Afirmar que existe una “España cristiana” no es necesaria o exclusivamente reivindicar una España confesional. Es reconocer una España que respeta sin límites la igualdad de sus ciudadanos: creyentes y “laicos”, cristianos o no cristianos. Este no es un problema que afecta solo a los cristianos de España; es una realidad en una gran parte de Europa o en lo que llamamos Occidente. Tampoco viene mucha luz de otras visiones del mundo en otras latitudes. Nuestra fe nos dice que somos ciudadanos de esta España –de los que creen en Dios como fuente de verdad, justicia y belleza, y de los que no comparten esta fe, pero respetan los valores universales que derivan de diversas fuentes– y que tenemos los mismos derechos y responsabilidades en relación al bien común.

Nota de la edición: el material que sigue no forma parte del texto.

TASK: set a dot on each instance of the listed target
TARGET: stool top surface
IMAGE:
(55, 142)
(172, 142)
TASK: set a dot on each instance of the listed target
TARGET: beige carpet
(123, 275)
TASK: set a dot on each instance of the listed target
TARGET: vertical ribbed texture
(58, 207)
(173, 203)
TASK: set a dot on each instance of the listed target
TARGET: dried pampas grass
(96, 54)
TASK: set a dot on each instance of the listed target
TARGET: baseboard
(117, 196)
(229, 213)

Por todo ello, ¡qué importante es vivir con intensidad el misterio cristiano del Triduo Pascual! Hace falta ahondar en nuestra fe y en el seguimiento de Jesucristo muerto y resucitado y en lo que esta gracia de Dios vale para la sociedad en la que vivimos, que es la nuestra. El Papa Francisco nos invita constantemente a salir, a evangelizar, a ser discípulos misioneros, no simplemente para hacer a más personas “de los nuestros”. Es preciso orar para saber cómo actuar en nuestro mundo, y ser así muy perspicaces y más creativos. También conviene tener en cuenta lo que decía santa Teresa del Niño Jesús: “La confianza, y nada más que la confianza, puede conducirnos al Amor”.
+Braulio Rodríguez Plaza, arzobispo emérito de Toledo.